Resonarán hoy en las paredes del Senado los encendidos discursos de los patricios de este país ensalzando los valores constitucionales, lo mucho y bueno que nos ha traído la Carta Magna y hasta abogando tal vez por adaptarla a los tiempos actuales. Me los sé de memoria y no tengo intención alguna de escucharlos. No porque no crea que, en efecto, la Constitución española ha sido y sigue siendo el marco social y político que, a pesar de sus numerosas carencias e incumplimientos, ha hecho posible que los españoles hayamos vivido un largo periodo en el que no hemos sentido la atávica tentación de despedazarnos mutuamente, que no es poco. 
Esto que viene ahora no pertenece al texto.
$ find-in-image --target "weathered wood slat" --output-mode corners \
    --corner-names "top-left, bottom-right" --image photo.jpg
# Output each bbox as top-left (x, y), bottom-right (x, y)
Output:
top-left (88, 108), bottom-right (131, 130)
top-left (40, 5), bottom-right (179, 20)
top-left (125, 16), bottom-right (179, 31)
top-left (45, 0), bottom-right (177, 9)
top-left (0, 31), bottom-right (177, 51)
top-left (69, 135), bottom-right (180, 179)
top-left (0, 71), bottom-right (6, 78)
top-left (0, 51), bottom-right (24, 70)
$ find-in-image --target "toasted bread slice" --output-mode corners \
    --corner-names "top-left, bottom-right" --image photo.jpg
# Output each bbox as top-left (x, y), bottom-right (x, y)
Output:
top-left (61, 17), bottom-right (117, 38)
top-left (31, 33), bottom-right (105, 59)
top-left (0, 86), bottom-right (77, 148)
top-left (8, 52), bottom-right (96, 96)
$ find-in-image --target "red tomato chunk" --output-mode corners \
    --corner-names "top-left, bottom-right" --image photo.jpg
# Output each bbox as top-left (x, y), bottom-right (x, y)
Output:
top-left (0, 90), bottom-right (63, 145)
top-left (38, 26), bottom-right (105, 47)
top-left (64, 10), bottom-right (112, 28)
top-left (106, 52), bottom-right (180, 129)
No los seguiré porque preveo que quienes los van a pronunciar no son - o no representan - por acción u omisión, quienes pueden presumir de respetarla y hacerla cumplir. Eso es cada vez más evidente a raíz de la crisis económica y de las medidas que han tomado los que no han dudado en saltarse los principios constitucionales más básicos: derecho a la educación y a la sanidad universales y gratuitas, a la vivienda, al trabajo y a la tutela judicial efectiva. La Constitución, que hoy cumple 34 años, ha sucumbido también ante la presión de los mercados como puso de manifiesto la modificación de prisa y a la chita callando que urdieron el PP y el PSOE para limitar el déficit público.
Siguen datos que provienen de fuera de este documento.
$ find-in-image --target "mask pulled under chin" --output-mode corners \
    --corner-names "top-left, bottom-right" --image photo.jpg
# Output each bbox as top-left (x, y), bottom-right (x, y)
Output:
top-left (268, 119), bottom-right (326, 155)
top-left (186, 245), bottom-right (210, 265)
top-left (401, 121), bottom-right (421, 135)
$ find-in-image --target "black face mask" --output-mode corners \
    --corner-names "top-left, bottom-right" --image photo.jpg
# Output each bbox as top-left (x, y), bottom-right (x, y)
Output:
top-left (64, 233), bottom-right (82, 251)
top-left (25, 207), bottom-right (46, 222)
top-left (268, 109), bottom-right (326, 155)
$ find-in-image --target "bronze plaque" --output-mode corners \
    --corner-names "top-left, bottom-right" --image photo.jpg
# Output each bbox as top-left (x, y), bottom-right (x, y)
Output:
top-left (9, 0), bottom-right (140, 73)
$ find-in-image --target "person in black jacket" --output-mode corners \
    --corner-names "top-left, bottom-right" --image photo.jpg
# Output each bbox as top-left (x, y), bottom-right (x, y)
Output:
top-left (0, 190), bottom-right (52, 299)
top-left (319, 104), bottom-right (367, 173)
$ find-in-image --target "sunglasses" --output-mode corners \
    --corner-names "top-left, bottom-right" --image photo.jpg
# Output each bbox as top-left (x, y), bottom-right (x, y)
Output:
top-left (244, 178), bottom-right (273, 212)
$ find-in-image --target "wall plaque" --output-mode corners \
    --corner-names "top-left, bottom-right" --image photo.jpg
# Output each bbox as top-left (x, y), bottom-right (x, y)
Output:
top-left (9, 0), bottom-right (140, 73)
Ha sido la muestra más evidente de que el ámbito de lo político, que en una democracia remite a su vez a la decisión soberana de los ciudadanos, se había rendido con armas y bagajes a los intereses de las grandes corporaciones empresariales y financieras, para las que una constitución no deja de ser un estorbo más que es necesario apartar del camino.
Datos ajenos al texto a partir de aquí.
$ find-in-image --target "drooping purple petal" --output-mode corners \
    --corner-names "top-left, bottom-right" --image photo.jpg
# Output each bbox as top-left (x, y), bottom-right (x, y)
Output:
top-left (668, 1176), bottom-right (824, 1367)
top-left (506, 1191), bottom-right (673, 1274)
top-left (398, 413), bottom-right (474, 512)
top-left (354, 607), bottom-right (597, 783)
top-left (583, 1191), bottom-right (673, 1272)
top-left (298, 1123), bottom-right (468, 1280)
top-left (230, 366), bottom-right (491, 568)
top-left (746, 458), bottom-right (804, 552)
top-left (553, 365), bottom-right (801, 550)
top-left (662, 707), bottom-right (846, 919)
En el diseño territorial del modelo de Estado es también evidente que la Constitución ha cumplido su cometido y está agotada. Las costuras con las que se cosió el traje autonómico empiezan a saltar por lugares muy sensibles y no hay a la vista un sastre capaz de remendarlas. Se impone, por tanto, una reforma pero no hay ni voluntad política ni altura suficiente para diseñar un nuevo traje en el que las diferentes partes del cuerpo se sientan más cómodas. Nada cabe esperar por tanto en ese sentido, salvo hacer como que no ocurre nada hasta que el vestido se descomponga por completo. Entonces, ya veremos.

Celebramos por tanto los 34 años de una Constitución cada día más achacosa y arrinconada, que se incumple en lo más esencial y que pide a gritos cambios profundos y consensuados capaces de devolvernos la confianza en una Ley de leyes que nos ampare de verdad y en la que, por encima de otras consideraciones, prime la soberanía del país para tomar sus propias decisiones sin someterse a presiones espurias internas o externas. Nada de lo que los oradores de turno digan hoy en sus discursos institucionales servirá para ese fin.